Got to be honest guys, Taika Waititi has never really set my world on fire. I like where he's coming from, and I enjoy most of his stuff (the best of it is still Flight Of The Conchords), but I've always felt that some of the jokes have been flubbed, or the storytelling has lacked a little complexity. Jojo Rabbit suffers from the same issues, but to a lesser extent, and while it's not flawless it is my favourite of Waititi's movies, and also the film I've enjoyed the most out of all the films I've seen at the London Film Festival so far (I have seen four).

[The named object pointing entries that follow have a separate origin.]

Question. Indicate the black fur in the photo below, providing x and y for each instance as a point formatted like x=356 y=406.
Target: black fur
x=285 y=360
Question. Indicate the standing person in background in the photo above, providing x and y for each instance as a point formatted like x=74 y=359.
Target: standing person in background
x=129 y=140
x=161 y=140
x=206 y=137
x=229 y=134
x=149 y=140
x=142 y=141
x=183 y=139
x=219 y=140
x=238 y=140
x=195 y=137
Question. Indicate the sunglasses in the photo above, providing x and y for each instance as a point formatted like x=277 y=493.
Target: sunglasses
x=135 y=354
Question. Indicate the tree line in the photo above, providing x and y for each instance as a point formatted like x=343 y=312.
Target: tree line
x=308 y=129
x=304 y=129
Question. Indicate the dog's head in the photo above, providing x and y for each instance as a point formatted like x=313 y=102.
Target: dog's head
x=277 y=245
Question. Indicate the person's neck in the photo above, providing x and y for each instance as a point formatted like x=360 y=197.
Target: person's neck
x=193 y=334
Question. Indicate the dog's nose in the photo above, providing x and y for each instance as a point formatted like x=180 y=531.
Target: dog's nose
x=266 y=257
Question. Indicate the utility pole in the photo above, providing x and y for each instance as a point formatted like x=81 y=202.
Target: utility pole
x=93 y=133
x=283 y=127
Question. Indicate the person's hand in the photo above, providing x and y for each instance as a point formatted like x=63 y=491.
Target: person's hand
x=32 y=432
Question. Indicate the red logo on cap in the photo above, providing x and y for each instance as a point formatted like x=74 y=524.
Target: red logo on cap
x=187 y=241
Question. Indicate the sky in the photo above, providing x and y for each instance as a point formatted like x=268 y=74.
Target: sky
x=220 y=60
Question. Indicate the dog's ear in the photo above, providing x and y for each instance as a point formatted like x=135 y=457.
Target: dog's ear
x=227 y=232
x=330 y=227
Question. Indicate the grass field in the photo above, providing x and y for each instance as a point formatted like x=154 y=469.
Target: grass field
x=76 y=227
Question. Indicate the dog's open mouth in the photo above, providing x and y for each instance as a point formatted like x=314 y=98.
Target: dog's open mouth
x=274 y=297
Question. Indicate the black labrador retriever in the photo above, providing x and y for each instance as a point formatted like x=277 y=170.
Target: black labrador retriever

It's the arse end of WWII and 10-year-old Johannes "Jojo" Betzler (Roman Griffin Davies, adorable) is a new recruit in the Hitler Youth. The cult of Hitler (compared smartly with Beatlemania under the title sequence) has indoctrinated Jojo so deeply that the F├╝hrer is his imaginary friend, played as an avuncular manchild by Waititi himself. Jojo's mum Rosie (Scarlett Johansson, adorable), however, is less keen on the whole genocide of the Jews thing, and when Jojo discovers that she's Anne Franked a 17-year-old girl (Thomasin McKenzie, adorable) inside their house, his tiny mind is addled by conflicting loyalties.

And that's it really: you can probably guess how it all ends up, so it's left to Waititi to spin his own brand of comedy out of what could, quite easily, be a straight-faced drama. It probably takes a good hour for his film to get to the point where it fulfils its potential, spending a lot of time expecting you to laugh at people like Rebel Wilson and Stephen Merchant simply because they are Rebel Wilson and Stephen Merchant. Fortunately Davies is engaging enough to carry the film without becoming annoying, and Johansson and McKenzie ground the drama while Sam Rockwell effortlessly provides the laughs in his few short scenes.
Waititi sets his film in a picture-postcard version of 1940s Germany, and characters talk in a decidedly 21st century vernacular for the most part. The obvious artifice renders the comedy fairly light and inoffensive, despite the claims that it's an "anti-hate satire"; there's not much in the way of satire going on, but there are still plenty of lols and a small amount of getting something in your eye to be had. It could do better at the whole "don't hate people just because they're different, you DICK" thing, and it could poke the "Nazis really are fucking idiots" hornets' nest a little more viciously, but Jojo Rabbit is well-intentioned and likeable enough to provide a solid 108 minutes' entertainment.